Note: All paths not listed above are automatically proxied to the llama-server instance. New endpoints added to llama.cpp work without any code changes.

The API proxy supports SSE (Server-Sent Events) streaming for chat completions and other streaming endpoints, and CORS is enabled for all origins with GET/POST/PUT/DELETE/OPTIONS methods.

Server Settings

The Server Settings panel (top-right) shows server configuration:

Setting Description
Host Bind address — press to open host picker (lists all network interfaces)
Backend Acceleration backend (cpu / vulkan / rocm / rocm-lemonade / cuda) — shows selected version
Threads CPU threads for generation
Threads Batch CPU threads for batch processing
Mode Server mode — toggles between Normal, Router, Bench, and BenchTune
API Endpoint Enable API proxy — toggles (disabled while server is running)
RPC Workers Open the distributed inference manager window — press
API Port Port for the API proxy server (default: 49222)
Dashboard WebSocket dashboard server — opens configuration picker

When API Endpoint is enabled, a proxy server starts on port 49222 that forwards requests to the running llama-server instance, exposing the full llama.cpp API (see Serve mode above).

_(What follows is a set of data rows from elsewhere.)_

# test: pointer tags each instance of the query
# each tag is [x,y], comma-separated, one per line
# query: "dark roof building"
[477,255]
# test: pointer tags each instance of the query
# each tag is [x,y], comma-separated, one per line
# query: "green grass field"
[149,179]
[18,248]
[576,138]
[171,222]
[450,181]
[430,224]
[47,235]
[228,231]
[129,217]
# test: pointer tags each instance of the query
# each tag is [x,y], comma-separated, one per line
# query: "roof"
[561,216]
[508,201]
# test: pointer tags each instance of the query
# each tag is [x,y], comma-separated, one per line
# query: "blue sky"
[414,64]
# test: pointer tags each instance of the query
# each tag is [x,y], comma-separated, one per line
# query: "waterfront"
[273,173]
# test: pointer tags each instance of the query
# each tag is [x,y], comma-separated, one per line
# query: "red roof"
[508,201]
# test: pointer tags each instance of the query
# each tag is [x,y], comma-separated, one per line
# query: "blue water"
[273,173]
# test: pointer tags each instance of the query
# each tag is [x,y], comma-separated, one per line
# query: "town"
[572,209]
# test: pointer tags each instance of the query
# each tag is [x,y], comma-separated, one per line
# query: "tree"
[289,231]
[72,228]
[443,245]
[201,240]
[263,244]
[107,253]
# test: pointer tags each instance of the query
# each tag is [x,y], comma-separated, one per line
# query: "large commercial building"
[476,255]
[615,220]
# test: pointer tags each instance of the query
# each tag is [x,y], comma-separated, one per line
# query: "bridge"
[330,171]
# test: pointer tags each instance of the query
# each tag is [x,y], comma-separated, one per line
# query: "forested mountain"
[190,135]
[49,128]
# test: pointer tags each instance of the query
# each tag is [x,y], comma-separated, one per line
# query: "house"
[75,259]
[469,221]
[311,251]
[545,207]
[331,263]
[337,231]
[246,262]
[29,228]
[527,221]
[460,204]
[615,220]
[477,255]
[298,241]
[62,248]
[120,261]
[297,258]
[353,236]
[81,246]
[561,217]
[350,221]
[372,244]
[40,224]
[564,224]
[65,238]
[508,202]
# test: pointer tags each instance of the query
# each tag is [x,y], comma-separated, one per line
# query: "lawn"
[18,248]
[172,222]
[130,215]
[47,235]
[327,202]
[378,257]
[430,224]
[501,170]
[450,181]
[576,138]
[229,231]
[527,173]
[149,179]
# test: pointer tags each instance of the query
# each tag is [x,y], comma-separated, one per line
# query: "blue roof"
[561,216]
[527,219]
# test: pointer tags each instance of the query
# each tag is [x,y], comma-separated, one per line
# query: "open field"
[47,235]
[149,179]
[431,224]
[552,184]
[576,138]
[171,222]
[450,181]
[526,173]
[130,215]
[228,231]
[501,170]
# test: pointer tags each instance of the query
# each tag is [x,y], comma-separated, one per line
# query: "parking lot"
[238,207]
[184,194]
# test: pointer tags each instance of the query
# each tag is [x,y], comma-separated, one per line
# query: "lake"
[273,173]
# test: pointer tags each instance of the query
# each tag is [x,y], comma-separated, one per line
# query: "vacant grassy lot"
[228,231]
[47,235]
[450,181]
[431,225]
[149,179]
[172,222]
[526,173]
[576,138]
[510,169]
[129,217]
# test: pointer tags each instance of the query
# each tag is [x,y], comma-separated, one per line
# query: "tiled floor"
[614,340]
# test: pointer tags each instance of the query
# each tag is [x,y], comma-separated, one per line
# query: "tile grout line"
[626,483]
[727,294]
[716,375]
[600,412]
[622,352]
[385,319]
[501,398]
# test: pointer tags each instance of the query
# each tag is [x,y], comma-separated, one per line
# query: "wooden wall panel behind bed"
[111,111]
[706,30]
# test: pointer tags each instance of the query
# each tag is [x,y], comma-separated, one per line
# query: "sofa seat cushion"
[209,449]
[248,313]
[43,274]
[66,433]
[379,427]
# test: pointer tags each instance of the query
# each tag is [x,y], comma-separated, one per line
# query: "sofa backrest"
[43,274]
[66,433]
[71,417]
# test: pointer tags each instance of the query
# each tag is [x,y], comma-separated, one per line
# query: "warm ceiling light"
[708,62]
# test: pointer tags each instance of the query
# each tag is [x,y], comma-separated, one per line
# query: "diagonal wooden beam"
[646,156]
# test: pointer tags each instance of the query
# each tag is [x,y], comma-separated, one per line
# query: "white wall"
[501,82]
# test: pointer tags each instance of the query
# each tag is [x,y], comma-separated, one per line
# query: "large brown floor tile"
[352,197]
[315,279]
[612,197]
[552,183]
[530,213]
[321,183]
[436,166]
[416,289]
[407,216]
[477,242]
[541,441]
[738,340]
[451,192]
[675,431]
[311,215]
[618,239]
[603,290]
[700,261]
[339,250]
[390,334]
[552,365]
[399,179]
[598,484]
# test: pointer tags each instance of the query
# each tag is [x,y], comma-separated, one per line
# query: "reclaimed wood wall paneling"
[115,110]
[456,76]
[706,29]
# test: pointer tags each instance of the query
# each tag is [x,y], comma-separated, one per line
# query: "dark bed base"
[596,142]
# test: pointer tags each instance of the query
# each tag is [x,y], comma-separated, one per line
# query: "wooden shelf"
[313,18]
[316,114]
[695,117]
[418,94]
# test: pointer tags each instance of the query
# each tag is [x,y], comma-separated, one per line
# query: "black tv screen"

Router mode allows loading multiple models simultaneously. The server starts without a model, then loads via /load API. The Max Concurrent Predictions setting limits how many models can be loaded at once.

Note: The Server Settings panel is hidden when a server is already running. Press F2 to toggle Server Settings only when no server is active.

Profiles

The Profiles panel (p) shows saved presets of settings for quick switching. Profiles include both built-in presets shipped with the application and user-defined ones (stored as YAML files in ~/.config/llm-manager/profiles/). User profiles can be created (s), applied (), and deleted (d).

System Prompt Presets

The System Prompt Presets panel contains named system prompts for different use cases (stored as YAML files in ~/.config/llm-manager/presets/). Presets support create (n), edit (e), apply (), and delete (d). During edit, ⌃S saves and cancels.

Keyboard shortcuts

  • j / k or / — Navigate up/down in lists and menus
  • h / l or / — Navigate left/right (e.g., horizontal scroll in README)
  • (Enter) — Load model / Download selected / Expand log / Apply profile / Edit setting / Select GGUF files (in search)
  • f — Filter local models list / Toggle Follow mode (in Log panel)
  • (Esc) — Back / Exit search / Collapse log / Clear local filter / Close modals
  • (Tab) — Switch active panels
  • t — Switch settings tab / Open tags modal (in LLM Settings)
  • / — Search models on HuggingFace (opens search input modal)
  • l — Load selected model / u — Unload selected model
  • A — About box (license and version info)
  • ⌃H (Ctrl+H) — Show Help overlay
  • ⌃K (Ctrl+K) — Show CmdLine overlay
  • ⌃D (Ctrl+D) — Delete model (with confirmation)
  • p — Open Profiles panel / Pause or resume download / Previous Benchmark result (context-sensitive)
  • ⌃P (Ctrl+P) — Open Profile Picker modal (select from built-in or user profiles)
  • n — New preset (in System Prompt Presets) / Next Benchmark result
  • ⌃S (Ctrl+S) — Cycle search sort (Relevance/Downloads/Likes/Trending/Created)
  • ⌃B (Ctrl+B) — Back one page in search results
  • at bottom — Load more search results (infinite scroll)
  • ⌃⌥K (Ctrl+Alt+K) — Kill llama-server process forcefully
  • g / G — Jump to top/bottom of log panel
  • PageUp / PageDown — Scroll fast in logs, README, and Benchmark Output
  • ⌃R (Ctrl+R) — Fetch README for selected model (in search) / Reset LLM settings (in LLM Settings)
  • ⌃S (Ctrl+S) — Save settings for selected model / Save preset
  • ⌃E (Ctrl+E) — Toggle enabled/disabled for specific settings
  • ⌃⇟ / ⌃⇞ (Ctrl+PgDn/PgUp) — Jump 10 settings down/up
  • Shift+← / Shift+→ — Resize horizontal panel split (20%-80%)
  • F1F6 — Focus/toggle individual panels (Models, Server, Info, Settings, Active, Log)
  • F9 / F10 / Ctrl+F10 — Show all panels
  • Ctrl+F7 — Focus Models panel
  • Ctrl+F8 — Focus Server Settings panel
  • Ctrl+F9 — Focus LLM Settings panel
  • e (in CmdLine) — Export command to script
  • ⌥C (Alt+C, in Downloads) — Cancel download and remove temp file
  • Space — Toggle selection (RPC workers, Benchmark parameters)
  • Alt+M (in BenchTuneSetup) — Toggle benchmark mode
  • Alt+P (in BenchTuneSetup) — Edit benchmark prompt
  • Alt+N (in BenchTuneSetup) — Edit max tokens (n_predict)
  • Alt+I (in BenchTuneSetup) — Edit iterations per test
  • Alt+C (in BenchTuneSetup) — Edit chat template kwargs

GPU Layers cycling

In the LLM Settings panel, the GPU Layers field cycles through three modes with arrow keys:

Mode Behavior
Auto Lets llama.cpp auto-detect based on available VRAM (default)
Specific number Offloads exactly that many layers to GPU
All Offloads all layers (equivalent to -ngl 999)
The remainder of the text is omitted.